La grande nouveauté de Monstrelet repose surtout dans la fiabilité de ses sources ; elle en fit un modèle pour ses successeurs. Au début de ses Chroniques, il propose au lecteur une sorte de pacte historiographique attestant de la naissance d’un véritable métier d’historien. Il devrait rendre indissociable l’écriture de l’histoire de la collation et de la mise en contradiction des sources. Monstrelet, comme Thucydide, écrit l’histoire de son temps ; il n’y a rien de là de plus contemporain (cf. A. Grafton, What was history ? The Art of History in Early Modern Europe, Cambridge, 2007). L’auteur met en garde le lecteur contre les erreurs qu'il a pu commettre :
Et me suis, dit-il, par maintes fois en moi-mesme à penser comment se povet faire, et (…) ay esté enclin à voir et oir telles et semblables hystoires, et y prins voulentiers peine et labeur en continuant à se faire selon mon petit entendement jusques au temps de mon plus mûr asge, pour la vérité d'icelles enquérir par maintes diligences, dont je me suis informé des premiers poins d'icelui livre jusques au dernier, tant aux nobles gens (…) comme aussi au plus vérifiable que j'ay sceu digne des renommez de foy (…) justes et diligens enquêreurs, bien instruis et vrais rélateurs ; sur la récitacion et relacion desquellez (…) en mectait arrière tous rappors que je ay doubté ou espéré estre non prouvables par continuacion pour jamais acteindre le cas, après que sur eulx ay eu plusieurs considéracions et grans dilacions de moi informé comme dessus, et prins mon arrest en la déclaration et rapport des plus vénérables, et les grosser au bout d'un an, et non devant. Je me suis déterminé et conclud de poursuivre ma dessus-dicte matière depuis le commencement de mon livre jusques enfin d'icellui, et ainsi l'ay faict, sans favoriser à quelque parti, ains, à mon povoir, ay voulu, comme raison donne, rendre à chascune partie vraye déclaracion ne sont faite selon ma cognoissance.
Texte
Ce premier livre de la Chronique couvre les années 1400 à 1422. Le prologue, sans rubrique, démarre brusquement :
Selonc ce que dist Saluste au commencement d’un sien livre nommé Cathilinaire où il racompte aulcuns merveilleux fais darmes des Romains et de leurs adverses parties, tout homme doibt fuir oiseuse et soy exerciter en bonnes oeuvres affin qu’il ne soit pareil aulx bestes…
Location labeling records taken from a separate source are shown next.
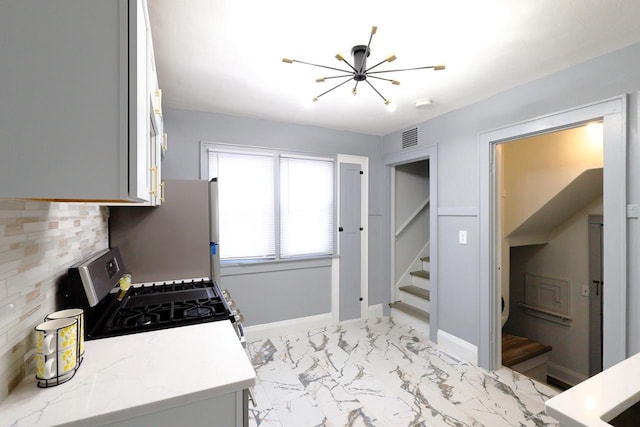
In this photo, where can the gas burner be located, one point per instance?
(167, 305)
(199, 311)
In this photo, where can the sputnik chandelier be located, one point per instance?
(359, 71)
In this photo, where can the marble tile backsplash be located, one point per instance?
(38, 243)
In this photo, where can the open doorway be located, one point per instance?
(612, 114)
(420, 168)
(550, 186)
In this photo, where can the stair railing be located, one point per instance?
(413, 216)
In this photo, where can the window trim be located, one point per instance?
(276, 153)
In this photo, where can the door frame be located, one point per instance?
(391, 161)
(593, 367)
(364, 241)
(613, 114)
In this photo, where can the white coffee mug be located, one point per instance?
(71, 313)
(56, 364)
(56, 335)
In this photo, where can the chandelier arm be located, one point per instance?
(382, 78)
(376, 90)
(322, 66)
(378, 64)
(402, 69)
(335, 87)
(350, 75)
(355, 88)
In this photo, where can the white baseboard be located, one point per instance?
(284, 327)
(457, 347)
(301, 324)
(565, 375)
(375, 311)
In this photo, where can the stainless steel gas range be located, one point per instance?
(93, 285)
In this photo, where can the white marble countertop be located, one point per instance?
(602, 396)
(137, 374)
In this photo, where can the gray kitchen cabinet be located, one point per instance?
(76, 106)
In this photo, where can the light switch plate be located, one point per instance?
(462, 237)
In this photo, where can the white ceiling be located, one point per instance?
(225, 56)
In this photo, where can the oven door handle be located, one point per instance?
(241, 335)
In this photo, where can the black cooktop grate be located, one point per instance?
(161, 306)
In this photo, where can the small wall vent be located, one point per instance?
(410, 138)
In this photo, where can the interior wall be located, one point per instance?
(565, 257)
(256, 290)
(532, 171)
(456, 136)
(537, 168)
(412, 189)
(39, 241)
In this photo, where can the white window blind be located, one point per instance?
(246, 204)
(252, 183)
(306, 206)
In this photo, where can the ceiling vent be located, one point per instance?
(410, 138)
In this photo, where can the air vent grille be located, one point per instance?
(410, 138)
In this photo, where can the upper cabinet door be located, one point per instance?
(74, 116)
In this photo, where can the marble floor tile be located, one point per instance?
(382, 373)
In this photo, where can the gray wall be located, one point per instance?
(456, 135)
(291, 290)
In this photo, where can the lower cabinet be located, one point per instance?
(227, 410)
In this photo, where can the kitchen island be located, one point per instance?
(151, 378)
(599, 399)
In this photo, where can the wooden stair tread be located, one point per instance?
(421, 273)
(518, 349)
(411, 310)
(417, 291)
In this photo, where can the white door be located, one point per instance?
(350, 232)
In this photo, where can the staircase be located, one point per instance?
(412, 300)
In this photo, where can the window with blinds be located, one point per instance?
(306, 206)
(273, 205)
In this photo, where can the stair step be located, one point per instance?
(421, 273)
(410, 310)
(417, 291)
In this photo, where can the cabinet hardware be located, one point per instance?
(154, 186)
(158, 109)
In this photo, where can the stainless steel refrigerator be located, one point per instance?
(176, 240)
(214, 235)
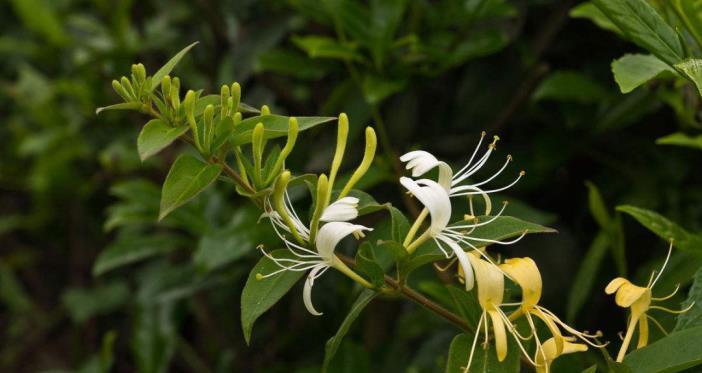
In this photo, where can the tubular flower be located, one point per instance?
(638, 299)
(491, 286)
(322, 258)
(550, 352)
(526, 274)
(436, 200)
(421, 162)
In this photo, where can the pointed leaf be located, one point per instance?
(640, 23)
(168, 67)
(333, 343)
(260, 295)
(155, 136)
(187, 178)
(633, 70)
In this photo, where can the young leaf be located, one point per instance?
(588, 10)
(692, 68)
(681, 139)
(260, 295)
(633, 70)
(484, 360)
(664, 228)
(187, 178)
(168, 67)
(333, 343)
(120, 106)
(275, 126)
(640, 22)
(676, 352)
(155, 136)
(693, 317)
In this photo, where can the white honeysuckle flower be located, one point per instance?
(421, 162)
(436, 200)
(329, 235)
(344, 209)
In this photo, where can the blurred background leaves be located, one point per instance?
(90, 281)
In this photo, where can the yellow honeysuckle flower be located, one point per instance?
(491, 286)
(550, 351)
(525, 273)
(638, 299)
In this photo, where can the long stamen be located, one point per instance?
(509, 159)
(521, 174)
(665, 263)
(475, 341)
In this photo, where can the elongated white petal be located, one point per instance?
(434, 197)
(463, 260)
(331, 233)
(307, 290)
(344, 209)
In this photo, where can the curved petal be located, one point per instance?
(615, 284)
(468, 276)
(525, 272)
(344, 209)
(331, 233)
(307, 290)
(434, 198)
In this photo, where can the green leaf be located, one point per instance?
(588, 10)
(585, 277)
(325, 47)
(121, 106)
(640, 23)
(693, 317)
(570, 86)
(484, 360)
(168, 67)
(681, 139)
(333, 343)
(633, 70)
(133, 249)
(692, 69)
(187, 178)
(674, 353)
(664, 228)
(366, 263)
(598, 209)
(260, 295)
(155, 136)
(275, 126)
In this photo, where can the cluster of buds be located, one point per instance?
(137, 89)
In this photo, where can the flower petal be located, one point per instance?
(331, 233)
(344, 209)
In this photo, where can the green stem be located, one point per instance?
(415, 227)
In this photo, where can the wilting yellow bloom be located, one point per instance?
(638, 299)
(550, 351)
(491, 286)
(526, 274)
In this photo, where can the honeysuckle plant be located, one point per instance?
(233, 141)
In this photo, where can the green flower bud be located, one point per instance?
(236, 95)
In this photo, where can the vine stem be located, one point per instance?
(418, 298)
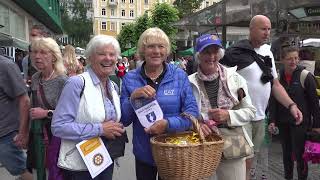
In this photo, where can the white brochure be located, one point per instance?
(147, 110)
(95, 155)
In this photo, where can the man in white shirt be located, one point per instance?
(255, 63)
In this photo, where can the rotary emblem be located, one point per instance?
(97, 159)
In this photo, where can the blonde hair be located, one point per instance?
(50, 44)
(150, 36)
(70, 60)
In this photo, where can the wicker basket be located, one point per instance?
(187, 162)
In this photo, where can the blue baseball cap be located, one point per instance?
(207, 40)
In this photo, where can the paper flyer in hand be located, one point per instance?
(95, 155)
(147, 110)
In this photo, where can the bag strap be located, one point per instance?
(303, 76)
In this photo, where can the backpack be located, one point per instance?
(303, 76)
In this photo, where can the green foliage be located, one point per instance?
(78, 26)
(161, 16)
(187, 7)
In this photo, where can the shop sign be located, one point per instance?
(312, 11)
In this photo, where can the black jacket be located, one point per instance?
(306, 99)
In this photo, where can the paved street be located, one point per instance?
(127, 169)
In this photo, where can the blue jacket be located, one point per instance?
(174, 96)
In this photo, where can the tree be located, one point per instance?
(77, 25)
(163, 15)
(187, 7)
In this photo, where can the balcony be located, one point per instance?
(113, 2)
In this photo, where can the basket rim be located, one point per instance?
(154, 142)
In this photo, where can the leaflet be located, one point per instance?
(147, 110)
(95, 155)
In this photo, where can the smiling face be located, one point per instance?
(290, 61)
(209, 58)
(103, 61)
(155, 54)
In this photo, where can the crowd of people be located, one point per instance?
(225, 89)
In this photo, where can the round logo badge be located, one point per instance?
(97, 159)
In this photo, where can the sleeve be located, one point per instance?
(189, 105)
(63, 123)
(127, 111)
(15, 85)
(312, 99)
(245, 111)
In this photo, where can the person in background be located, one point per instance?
(218, 90)
(293, 136)
(89, 107)
(14, 122)
(46, 88)
(28, 69)
(70, 61)
(168, 84)
(255, 63)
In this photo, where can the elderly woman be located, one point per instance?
(71, 63)
(293, 136)
(46, 87)
(166, 83)
(218, 90)
(89, 107)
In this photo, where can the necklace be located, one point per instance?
(153, 78)
(48, 77)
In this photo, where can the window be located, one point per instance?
(131, 13)
(112, 12)
(112, 26)
(103, 25)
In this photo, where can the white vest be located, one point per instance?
(91, 110)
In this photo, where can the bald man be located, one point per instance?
(255, 63)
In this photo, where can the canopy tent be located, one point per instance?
(129, 52)
(187, 52)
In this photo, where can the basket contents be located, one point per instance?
(184, 139)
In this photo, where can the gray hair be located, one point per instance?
(220, 54)
(101, 40)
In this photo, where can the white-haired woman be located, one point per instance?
(165, 82)
(46, 87)
(218, 90)
(89, 107)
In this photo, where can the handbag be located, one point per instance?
(235, 143)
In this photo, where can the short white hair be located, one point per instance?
(101, 40)
(220, 54)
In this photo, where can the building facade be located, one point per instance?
(109, 16)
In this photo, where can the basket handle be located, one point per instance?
(196, 125)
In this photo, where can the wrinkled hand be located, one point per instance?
(21, 140)
(219, 115)
(296, 113)
(145, 91)
(112, 129)
(158, 127)
(38, 113)
(316, 130)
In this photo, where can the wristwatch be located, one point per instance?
(50, 113)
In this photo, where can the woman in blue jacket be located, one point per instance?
(164, 82)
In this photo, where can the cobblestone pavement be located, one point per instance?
(126, 171)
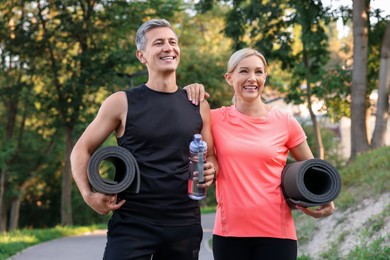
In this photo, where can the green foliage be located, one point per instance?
(13, 242)
(366, 176)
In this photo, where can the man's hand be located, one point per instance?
(196, 93)
(209, 175)
(103, 203)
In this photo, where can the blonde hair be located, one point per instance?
(242, 54)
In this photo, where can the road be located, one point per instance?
(91, 246)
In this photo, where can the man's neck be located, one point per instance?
(162, 83)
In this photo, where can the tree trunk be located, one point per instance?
(14, 216)
(382, 113)
(3, 217)
(359, 139)
(66, 194)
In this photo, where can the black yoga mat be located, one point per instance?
(127, 175)
(310, 183)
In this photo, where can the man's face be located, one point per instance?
(162, 52)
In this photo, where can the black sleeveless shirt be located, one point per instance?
(159, 128)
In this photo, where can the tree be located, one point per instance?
(382, 115)
(268, 26)
(359, 140)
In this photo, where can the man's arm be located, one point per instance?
(109, 118)
(211, 167)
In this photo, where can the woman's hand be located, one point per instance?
(322, 212)
(196, 93)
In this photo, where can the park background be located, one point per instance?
(329, 65)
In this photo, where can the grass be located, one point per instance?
(366, 177)
(15, 241)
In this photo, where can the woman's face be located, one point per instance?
(247, 79)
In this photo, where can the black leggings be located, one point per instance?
(254, 248)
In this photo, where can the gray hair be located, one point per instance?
(242, 54)
(140, 38)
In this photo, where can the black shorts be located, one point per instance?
(254, 248)
(131, 239)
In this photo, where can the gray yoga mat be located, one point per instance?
(127, 175)
(310, 183)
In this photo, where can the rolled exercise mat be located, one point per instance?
(127, 173)
(310, 183)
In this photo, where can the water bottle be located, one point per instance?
(198, 150)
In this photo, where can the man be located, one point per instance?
(156, 123)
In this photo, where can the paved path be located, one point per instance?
(91, 246)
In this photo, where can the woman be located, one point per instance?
(252, 141)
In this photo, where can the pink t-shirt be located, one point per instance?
(251, 155)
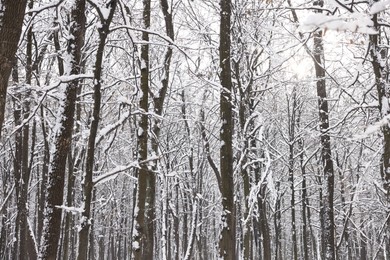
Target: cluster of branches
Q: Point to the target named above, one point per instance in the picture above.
(194, 130)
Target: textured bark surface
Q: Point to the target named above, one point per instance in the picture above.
(10, 31)
(144, 235)
(381, 71)
(227, 245)
(326, 155)
(90, 162)
(56, 178)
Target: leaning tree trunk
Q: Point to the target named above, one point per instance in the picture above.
(56, 181)
(381, 71)
(227, 243)
(144, 233)
(88, 183)
(10, 31)
(326, 155)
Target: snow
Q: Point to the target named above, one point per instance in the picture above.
(379, 6)
(70, 78)
(73, 210)
(355, 22)
(114, 173)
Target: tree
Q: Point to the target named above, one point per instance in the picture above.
(227, 243)
(10, 31)
(144, 227)
(86, 220)
(56, 178)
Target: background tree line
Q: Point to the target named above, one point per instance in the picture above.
(194, 129)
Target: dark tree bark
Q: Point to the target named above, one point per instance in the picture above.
(227, 243)
(326, 155)
(56, 181)
(291, 131)
(90, 162)
(10, 31)
(144, 235)
(379, 62)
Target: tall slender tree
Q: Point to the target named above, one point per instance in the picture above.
(326, 154)
(10, 31)
(144, 226)
(227, 243)
(56, 178)
(90, 162)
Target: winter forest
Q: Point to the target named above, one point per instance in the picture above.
(194, 129)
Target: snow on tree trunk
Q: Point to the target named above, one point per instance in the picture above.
(56, 178)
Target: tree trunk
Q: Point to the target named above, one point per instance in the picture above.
(379, 62)
(326, 155)
(144, 234)
(227, 243)
(10, 31)
(86, 220)
(55, 190)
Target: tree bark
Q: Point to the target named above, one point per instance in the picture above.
(144, 234)
(379, 62)
(86, 220)
(227, 243)
(326, 155)
(10, 31)
(55, 190)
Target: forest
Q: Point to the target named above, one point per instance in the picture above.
(194, 129)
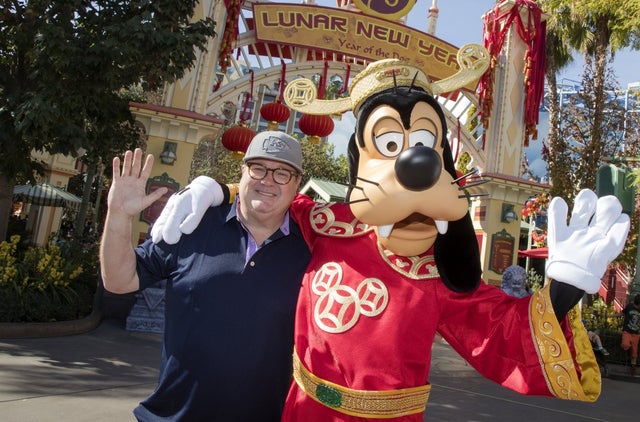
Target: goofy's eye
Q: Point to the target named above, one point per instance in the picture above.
(422, 138)
(389, 144)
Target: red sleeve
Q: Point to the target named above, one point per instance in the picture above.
(519, 343)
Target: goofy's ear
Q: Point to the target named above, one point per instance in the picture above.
(456, 252)
(458, 257)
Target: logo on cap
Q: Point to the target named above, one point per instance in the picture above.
(275, 145)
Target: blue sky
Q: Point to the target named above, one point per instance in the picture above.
(460, 22)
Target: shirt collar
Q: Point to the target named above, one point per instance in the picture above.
(233, 213)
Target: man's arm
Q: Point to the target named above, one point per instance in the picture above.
(126, 199)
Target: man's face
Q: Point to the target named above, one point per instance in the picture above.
(265, 198)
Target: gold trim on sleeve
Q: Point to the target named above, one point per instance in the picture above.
(361, 403)
(555, 355)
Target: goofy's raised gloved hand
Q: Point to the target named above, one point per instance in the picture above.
(185, 209)
(580, 252)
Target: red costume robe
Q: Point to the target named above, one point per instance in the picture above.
(366, 320)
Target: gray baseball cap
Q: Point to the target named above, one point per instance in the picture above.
(277, 146)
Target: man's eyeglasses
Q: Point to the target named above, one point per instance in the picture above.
(280, 176)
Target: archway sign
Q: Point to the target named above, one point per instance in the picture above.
(385, 9)
(355, 34)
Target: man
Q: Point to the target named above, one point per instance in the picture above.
(231, 288)
(631, 330)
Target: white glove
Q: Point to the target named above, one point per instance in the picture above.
(580, 253)
(185, 209)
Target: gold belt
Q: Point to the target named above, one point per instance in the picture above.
(361, 403)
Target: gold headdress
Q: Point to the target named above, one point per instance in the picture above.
(301, 94)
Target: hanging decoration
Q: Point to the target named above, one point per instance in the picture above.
(238, 137)
(276, 112)
(533, 33)
(229, 36)
(317, 126)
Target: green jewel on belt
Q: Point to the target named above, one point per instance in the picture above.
(328, 395)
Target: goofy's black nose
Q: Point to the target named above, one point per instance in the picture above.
(418, 168)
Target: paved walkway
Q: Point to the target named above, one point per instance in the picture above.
(101, 375)
(97, 376)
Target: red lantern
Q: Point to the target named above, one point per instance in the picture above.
(315, 126)
(237, 139)
(274, 114)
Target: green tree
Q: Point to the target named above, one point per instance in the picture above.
(557, 55)
(596, 29)
(62, 65)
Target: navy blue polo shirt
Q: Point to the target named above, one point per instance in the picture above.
(228, 334)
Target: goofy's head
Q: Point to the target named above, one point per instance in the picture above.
(402, 174)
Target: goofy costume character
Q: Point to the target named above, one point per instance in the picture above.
(400, 262)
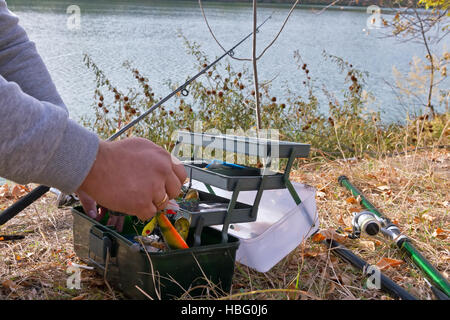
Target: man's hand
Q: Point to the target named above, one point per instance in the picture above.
(133, 176)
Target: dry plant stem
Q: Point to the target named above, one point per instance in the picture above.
(255, 71)
(430, 57)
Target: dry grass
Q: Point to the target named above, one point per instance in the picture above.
(411, 189)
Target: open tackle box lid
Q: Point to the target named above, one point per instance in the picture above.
(280, 227)
(282, 214)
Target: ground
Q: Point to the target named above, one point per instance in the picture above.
(411, 189)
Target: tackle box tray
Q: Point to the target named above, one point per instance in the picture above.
(214, 209)
(166, 275)
(227, 178)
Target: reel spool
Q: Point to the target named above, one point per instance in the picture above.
(365, 221)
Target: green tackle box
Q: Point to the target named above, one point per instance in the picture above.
(128, 267)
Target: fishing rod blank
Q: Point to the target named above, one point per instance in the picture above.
(386, 284)
(39, 191)
(391, 231)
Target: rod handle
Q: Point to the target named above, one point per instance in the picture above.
(21, 204)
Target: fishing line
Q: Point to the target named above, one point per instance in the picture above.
(39, 191)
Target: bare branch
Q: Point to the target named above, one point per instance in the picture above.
(325, 8)
(212, 33)
(282, 27)
(255, 71)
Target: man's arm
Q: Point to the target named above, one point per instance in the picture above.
(38, 142)
(21, 63)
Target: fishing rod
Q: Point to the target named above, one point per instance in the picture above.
(385, 283)
(367, 221)
(39, 191)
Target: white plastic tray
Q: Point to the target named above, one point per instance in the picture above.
(280, 227)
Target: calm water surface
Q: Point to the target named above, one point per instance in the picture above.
(145, 33)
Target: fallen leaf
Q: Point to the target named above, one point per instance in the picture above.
(80, 297)
(386, 263)
(440, 233)
(310, 254)
(4, 191)
(332, 287)
(320, 194)
(9, 284)
(333, 235)
(367, 244)
(428, 217)
(18, 191)
(318, 237)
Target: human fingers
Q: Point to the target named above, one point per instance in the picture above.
(178, 169)
(160, 199)
(89, 204)
(173, 186)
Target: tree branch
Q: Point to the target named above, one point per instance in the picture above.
(279, 32)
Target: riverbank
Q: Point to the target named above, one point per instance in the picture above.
(355, 3)
(411, 189)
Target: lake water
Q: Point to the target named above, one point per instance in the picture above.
(145, 33)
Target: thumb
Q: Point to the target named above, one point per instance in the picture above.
(89, 204)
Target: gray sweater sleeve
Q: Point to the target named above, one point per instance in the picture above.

L’historien se présente alors lui-même :
Je Enguerran de Monstrelet yssus de noble generation residens du temps de la compilation de che present livre en la noble cité de Cambray ville seans en lempire d’Allemaigne me suis entremis et occupes de en faire & composer ung livre ou histoire en prose jasoit ce que la matiere requist bien plus hault & soubtil engien que le mien par ce que plusieurs choses y recitées font à peser sicomme les Royalles majestez haultesses & puissances des princes excellence & noblesse en armes dont icelluy sera composé…
Après le sommaire détaillé des deux cent soixante-huit chapitres, la chronique commence à Pâques 1400 :
auquel an finit le darrennier volume de che que fist et composa en son temps che prudent et tres renommé historien maistre Jehan Froissart natif de Vallenciennes en Haynault duquel par ses notables oeuvres la renommée durrera par longtems. Et finira cestui premier livre au trespas du Roy de France de tres noble memoire Charles le bien amé sixieme de che nom lequel expira sa vie en son hostel de Saint-Pol à Paris le xxiie jour d’octobre l’an de grasse mil iiiic & xxii
Ce manuscrit présente plusieurs qualités hors du remarquables. On connaît le nom de son copiste, la date de sa rédaction, le nom de son relieur ; il présente une chaîne interrompue de provenance d’époque qui le rattache à une même région, le Hainault et sa capitale Tournai.
Le copiste et la date
Fait rare, le copiste a signé et daté le texte du manuscrit dans le colophon :
Je Thomas de Lenoghe, natif de Cambray, ville séans en l'Empire d'Allemaigne acomplie de coppijer che present livre le XIXe jour de juillet l'an 1464. Scriptor qui scripsit cum Christo vivere possit. Amen
Thomas de Lenoghe se dit natif de Cambrai. On ne connaît de lui aucun autre manuscrit. Il semble mimer la formule même utilisée par Enguerrand de Monstrelet dans le prologue du texte. Il s’y dit résidant en la noble cité de Cambray, ville séans en l'Empire d'Allemaigne (1er feuillet, 2e colonne, 9e ligne d’en haut). Etre natif de Cambrai, ne signifie pas pour autant que le manuscrit y ait été copié. Il est plutôt probable que Lenoghe entendait par là accentuer son lien avec l’auteur, justement parce qu’il ne résidait plus dans la ville archi-épiscopale.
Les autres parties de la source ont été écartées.